Если бы твоему отцу, в тот миг, когда он приставлял дуло пистолета ко лбу, или мне, когда я отодвигал от своей койки тюремный хлеб, к которому не прикасался уже три дня, в тот роковой миг кто-нибудь сказал: "Живите! Настанет день, когда вы будете счастливы и благословите жизнь", — откуда бы ни исходил этот голос, мы бы встретили его с улыбкой сомнения, с тоской неверия. А между тем сколько раз, целуя тебя, твой отец благословлял жизнь, сколько раз я сам…
— Но вы потеряли только свободу, — воскликнул Моррель, прерывая его, — мой отец потерял только богатство; а я потерял Валентину!
— Посмотри на меня, Максимилиан, — сказал Монте-Кристо с той торжественностью, которая подчас делала его столь величавым и убедительным. — Посмотри, у меня нет ни слез на глазах, ни жара в крови, мое сердце не бьется уныло, а ведь я вижу, что ты страдаешь, Максимилиан, ты, которого я люблю как родного сына. Разве это не говорит тебе, что страдание — как жизнь: впереди всегда ждет неведомое. Я прошу тебя, и я приказываю тебе жить, ибо я знаю: будет день, когда ты поблагодаришь меня за то, что я сохранил тебе жизнь.
— Боже мой, — воскликнул молодой человек, — зачем вы это говорите, граф? Берегитесь! Быть может, вы никогда не любили!
— Дитя! — ответил граф.
— Не любили страстно, я хочу сказать, — продолжал Моррель. — Поймите, я с юных лет солдат; я дожил до двадцати девяти лет не любя, потому что те чувства, которые я прежде испытывал, нельзя назвать любовью, и вот в двадцать девять лет я увидел Валентину; почти два года я ее люблю, два года я читал в этом раскрытом для меня, как книга, сердце, начертанные рукой самого Бога, совершенства девушки и женщины. Граф, Валентина для меня была бесконечным счастьем, огромным, неведомым счастьем, слишком большим, слишком полным, слишком божественным для этого мира; и если в этом мире оно мне не было суждено, то без Валентины для меня на земле остается только отчаяние и скорбь.
— Я вам сказал: надейтесь, — повторил граф.

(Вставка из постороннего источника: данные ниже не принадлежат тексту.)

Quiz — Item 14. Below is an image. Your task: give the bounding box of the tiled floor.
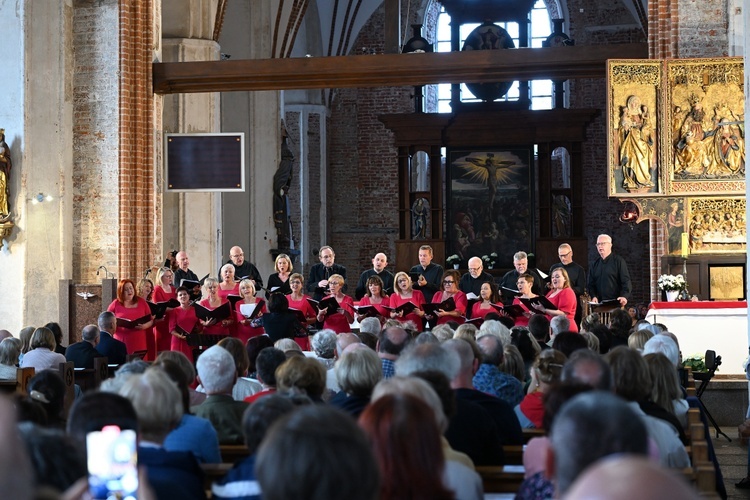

— Берегитесь, повторяю вам, — сказал Моррель, — вы стараетесь меня убедить, а если вы меня убедите, я сойду с ума, потому что я стану думать, что увижусь с Валентиной.
Граф улыбнулся.
— Мой друг, мой отец! — воскликнул Моррель в исступлении. — Берегитесь, повторяю вам в третий раз! Ваша власть надо мной меня пугает; берегитесь значения ваших слов: глаза мои оживают и сердце воскресает; берегитесь, ибо я готов поверить в сверхъестественное!
Я готов повиноваться, если вы мне велите отвалить камень от могилы дочери Иаира, я пойду по волнам, как апостол, если вы сделаете мне знак идти; берегитесь: я готов повиноваться.
— Надейся, друг мой, — повторил граф.
— Нет, — воскликнул Моррель, падая с высоты своей экзальтации в пропасть отчаяния, — вы играете мной, вы поступаете как добрая мать, вернее — как мать-эгоистка, которая слащавыми словами успокаивает больного ребенка, потому что его крик ей докучает. Нет, я был не прав, когда говорил, чтобы вы остерегались; не бойтесь, я так запрячу свое горе в глубине сердца, я сделаю его таким далеким, таким тайным, что вам даже не придется ему соболезновать. Прощайте, мой друг, прощайте.